La reprise des négociations sur le nucléaire iranien à Genève, sous la supervision de la chef de la diplomatie européenne Catherine Ashton, a semblé porter ses fruits. Côté iranien, le ministre des affaires étrangères a mis sur la table une proposition que les grandes puissances internationales vont examiner attentivement. Un nouveau rendez-vous est déjà fixé les 7 et 8 novembre prochain. Les détails de ce plan restent pour l’heure confidentiels. Catherine Ashton l’a rappelé lors de la conférence de presse finale. Elle a aussi indiqué que les grandes ligne de ce plan était une “base de négociations qui constitue une importante contribution”.

Pour sa part, le chef de la dipomatie iranien a évoqué des discussions “fructueuses” et dit espérer “une nouvelle phase” dans les relations entre son pays et les grandes puissances, notamment les Etats-Unis.

“Nous voulons voir si les actes des États-Unis sont en accord avec les paroles prononcées par les hauts responsables américains”, a dit Mohammad Javad Zarif, “ces derniers affirment vouloir traiter avec l’Iran sur la base d’un respect et d’un intérêt mutuel sur un pied d‘égalité pour au final avancer vers une résolution de cette question”.

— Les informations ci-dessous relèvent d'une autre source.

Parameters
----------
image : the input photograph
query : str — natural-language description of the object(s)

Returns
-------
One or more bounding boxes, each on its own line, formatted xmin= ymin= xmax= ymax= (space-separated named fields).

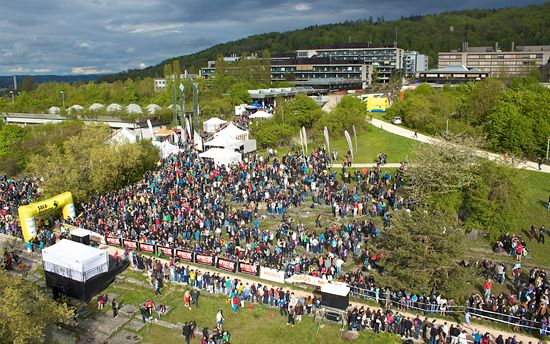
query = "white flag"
xmin=344 ymin=130 xmax=353 ymax=161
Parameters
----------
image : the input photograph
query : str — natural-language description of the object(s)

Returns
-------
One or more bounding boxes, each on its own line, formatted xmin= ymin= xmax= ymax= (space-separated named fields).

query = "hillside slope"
xmin=102 ymin=2 xmax=550 ymax=81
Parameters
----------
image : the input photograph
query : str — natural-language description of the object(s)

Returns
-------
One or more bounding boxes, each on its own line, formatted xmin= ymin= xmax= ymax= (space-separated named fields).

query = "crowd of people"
xmin=0 ymin=138 xmax=548 ymax=338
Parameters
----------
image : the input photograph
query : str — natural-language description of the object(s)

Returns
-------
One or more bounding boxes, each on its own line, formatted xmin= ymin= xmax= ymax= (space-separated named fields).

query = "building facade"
xmin=403 ymin=51 xmax=428 ymax=77
xmin=438 ymin=42 xmax=550 ymax=77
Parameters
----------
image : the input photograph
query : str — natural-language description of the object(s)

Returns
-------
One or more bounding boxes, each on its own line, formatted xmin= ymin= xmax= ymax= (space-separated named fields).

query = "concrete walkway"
xmin=371 ymin=118 xmax=550 ymax=173
xmin=100 ymin=245 xmax=542 ymax=343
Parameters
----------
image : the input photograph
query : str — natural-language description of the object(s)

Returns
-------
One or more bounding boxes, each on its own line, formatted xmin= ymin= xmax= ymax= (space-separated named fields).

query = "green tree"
xmin=379 ymin=209 xmax=465 ymax=300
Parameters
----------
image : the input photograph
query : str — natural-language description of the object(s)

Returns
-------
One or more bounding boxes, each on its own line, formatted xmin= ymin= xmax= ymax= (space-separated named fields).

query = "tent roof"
xmin=43 ymin=239 xmax=106 ymax=264
xmin=199 ymin=148 xmax=241 ymax=165
xmin=203 ymin=117 xmax=227 ymax=125
xmin=250 ymin=110 xmax=273 ymax=118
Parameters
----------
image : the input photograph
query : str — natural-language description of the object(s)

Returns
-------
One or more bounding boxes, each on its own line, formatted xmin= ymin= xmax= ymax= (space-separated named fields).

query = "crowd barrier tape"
xmin=216 ymin=257 xmax=237 ymax=272
xmin=238 ymin=261 xmax=260 ymax=276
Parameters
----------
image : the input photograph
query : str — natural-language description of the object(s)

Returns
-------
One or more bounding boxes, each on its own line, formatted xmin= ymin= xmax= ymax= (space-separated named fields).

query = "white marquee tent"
xmin=42 ymin=239 xmax=109 ymax=282
xmin=48 ymin=106 xmax=61 ymax=115
xmin=67 ymin=104 xmax=84 ymax=113
xmin=88 ymin=103 xmax=105 ymax=111
xmin=202 ymin=117 xmax=227 ymax=133
xmin=199 ymin=148 xmax=241 ymax=165
xmin=250 ymin=110 xmax=273 ymax=118
xmin=126 ymin=104 xmax=143 ymax=114
xmin=107 ymin=103 xmax=122 ymax=112
xmin=145 ymin=104 xmax=162 ymax=115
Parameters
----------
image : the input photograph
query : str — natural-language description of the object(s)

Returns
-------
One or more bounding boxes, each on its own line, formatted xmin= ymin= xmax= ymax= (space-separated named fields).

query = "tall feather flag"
xmin=147 ymin=119 xmax=155 ymax=140
xmin=351 ymin=124 xmax=359 ymax=154
xmin=185 ymin=117 xmax=191 ymax=138
xmin=300 ymin=129 xmax=306 ymax=155
xmin=302 ymin=127 xmax=307 ymax=154
xmin=344 ymin=130 xmax=354 ymax=161
xmin=323 ymin=127 xmax=332 ymax=161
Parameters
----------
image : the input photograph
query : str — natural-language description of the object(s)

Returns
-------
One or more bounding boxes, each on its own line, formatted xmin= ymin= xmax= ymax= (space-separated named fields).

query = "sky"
xmin=0 ymin=0 xmax=544 ymax=75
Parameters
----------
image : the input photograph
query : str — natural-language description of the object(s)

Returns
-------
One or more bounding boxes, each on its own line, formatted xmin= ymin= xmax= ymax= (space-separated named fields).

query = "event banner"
xmin=176 ymin=250 xmax=193 ymax=262
xmin=195 ymin=253 xmax=214 ymax=265
xmin=105 ymin=237 xmax=122 ymax=246
xmin=139 ymin=243 xmax=155 ymax=253
xmin=123 ymin=239 xmax=137 ymax=250
xmin=216 ymin=258 xmax=237 ymax=272
xmin=260 ymin=266 xmax=285 ymax=283
xmin=238 ymin=262 xmax=260 ymax=276
xmin=157 ymin=246 xmax=174 ymax=257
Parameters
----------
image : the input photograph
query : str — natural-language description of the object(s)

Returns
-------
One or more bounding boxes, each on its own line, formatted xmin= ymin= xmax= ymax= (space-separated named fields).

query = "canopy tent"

Parmi les signes d’ouverture, Téhéran a notamment accepté le principe d’inspections surprise de ses sites. L’Iran serait également disposé à réduire ses opérations d’enrichissement d’uranium en échange d’un assouplissement des sanctions économiques internationales. Dans l’impasse depuis avril dernier, les discussions ont repris sous l’impulsion du nouveau président iranien Hassan Rohani. Pour l’Iran l’objectif est de parvenir à un accord d’ici un an, qui déboucherait sur un allégement des sanctions qui touchent durement son économie.